Graduation Year

2018

Document Type

Dissertation

Degree

Ph.D.

Degree Name

Doctor of Philosophy (Ph.D.)

Degree Granting Department

Philosophy

Major Professor

Joanne Waugh, Ph.D.

Committee Member

Alex Levine, Ph.D.

Committee Member

Douglas Jesseph, Ph.D.

Committee Member

William Goodwin, Ph.D.

Keywords

Authenticity, McTaggart Bergson, Heidegger, The Metaphysics of Presence, The Spatialization of Time

Abstract

What does it mean to say that something is “temporal” or that something “exists” in time? What is time? And how should we interpret the “ontology” of time? One important strand in twentieth century thought and the philosophy of time has given these fundamental questions a neat and tidy set of influential answers—according to this view, time itself is understood to be a kind of series, and the basic ontology of time is taken to consist of events, together with either the tenses, which get interpreted as special sorts of second order properties known as “A properties” (i.e. the properties of being either Past, Present, or Future), or with special sorts of second order relations, known as “B relations” (i.e. the relations of “earlier than”, “later than”, or “simultaneous with”) which are typically referred to as tenseless.

According to this particular view, taken together, A properties and B relations are understood to exhaust the ontology of time. This is an interpretation that has been typically found throughout much of the philosophical literature on the metaphysics of time throughout the twentieth century despite the fact that both of these prospective temporal ontologies had already been shown early on to face a major problem—McTaggart's paradox (1908). According to the paradox, regardless of whichever ready-made ontology we ultimately opt for, we still are led to the same ineluctable conclusion—that time is unreal. For the better half of the twentieth century, philosophers of time, science, and language have struggled with this paradox in different ways, in various attempts to wrest their own preferred categories of temporal being from its grasp, in order to redeploy them in the course of developing a number of competing metaphysical accounts of time, which get characterized technically, as either “A” or “B” theories of time, depending primarily on whether their respective ontology remains either tensed or tenseless.
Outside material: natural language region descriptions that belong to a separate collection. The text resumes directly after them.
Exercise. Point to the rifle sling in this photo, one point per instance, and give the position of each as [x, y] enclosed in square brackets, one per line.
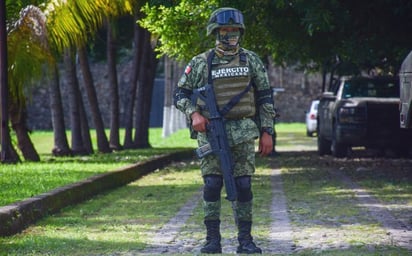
[233, 101]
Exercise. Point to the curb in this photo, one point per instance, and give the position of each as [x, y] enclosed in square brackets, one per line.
[15, 217]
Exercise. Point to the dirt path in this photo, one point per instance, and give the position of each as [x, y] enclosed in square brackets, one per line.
[284, 239]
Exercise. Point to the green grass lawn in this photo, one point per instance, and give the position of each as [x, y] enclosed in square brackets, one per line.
[28, 179]
[121, 221]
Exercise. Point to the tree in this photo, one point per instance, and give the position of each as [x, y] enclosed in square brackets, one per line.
[102, 142]
[8, 154]
[138, 40]
[144, 94]
[310, 33]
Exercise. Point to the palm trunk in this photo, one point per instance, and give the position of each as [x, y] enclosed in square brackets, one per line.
[61, 145]
[78, 147]
[102, 141]
[138, 40]
[114, 107]
[8, 154]
[144, 93]
[18, 121]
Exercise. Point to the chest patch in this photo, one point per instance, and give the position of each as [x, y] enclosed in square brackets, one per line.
[230, 72]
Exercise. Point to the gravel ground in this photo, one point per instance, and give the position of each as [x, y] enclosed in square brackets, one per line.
[287, 239]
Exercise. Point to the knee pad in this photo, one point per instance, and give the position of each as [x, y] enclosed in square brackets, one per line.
[213, 187]
[244, 188]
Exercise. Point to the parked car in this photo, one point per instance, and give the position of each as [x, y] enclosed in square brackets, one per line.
[361, 112]
[311, 118]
What has thus emerged over the course of the past century, has been a growing preference among philosophers for interpreting temporal ontology along strictly A theoretical or B Theoretical lines, which has rendered this particular strand of thought a highly influential one with respect to a large portion of our contemporary understanding of temporal ontology, which remains one that ultimately boils down to a choice between A properties or B relations, as evidenced by Broad (1923), Smart (1963), Prior (1970), Mellor (1985), Oaklander and Smith (1994), Inwagen and Zimmerman (1998), Smith and Jokic (2003), Sider (2011), Tallant (2013), etc. Further evidence of this view can also be located not just within both A and B theories of time—which include both tensed and tenseless theories—but also within theories of presentism and eternalism, as well as within recent relationalist and substantivalist accounts of time.

In the dissertation, it is argued that a common background assumption within these various accounts of time, perhaps one of the most basic and most wide-spread, turns out to be fallacious. More precisely, an extended argument is developed against the common and basic assumption found within these views that it is appropriate to depict time as consisting of either an A series or a B series in the first place. This metaphysical assumption is referred to as the “SER thesis”. The dissertation aims to show that any such serialized interpretation of time fails to be sufficiently distinguishable from what are merely formalized spatial representations or spatializations of time, and that when viewed from the standpoint of developing a viable metaphysics of time, any such formalized spatializations ultimately appear to result in something like a contradiction. Some objections are then raised to this main line of argument, where it is further shown, that the most intuitive strategies for replying to it are unsuccessful in the end, and serve only to supply us with various ways of masking the real problem, since each of these strategies seem themselves to commit some form of the ignoratio elenchi or red herring fallacies.

In the remaining portions of the dissertation, a revisionary approach to the question of temporal ontology that seems capable of avoiding some of these problems is briefly sketched out. This approach employs the resources of a hermeneutic phenomenology of temporality to try and help us get outside of the standard view that is supplied by the A-B tradition and provide us with an alternative starting point. This approach draws heavily from the work of McTaggart's early twentieth century contemporaries Henri Bergson (1889) and Martin Heidegger (1927).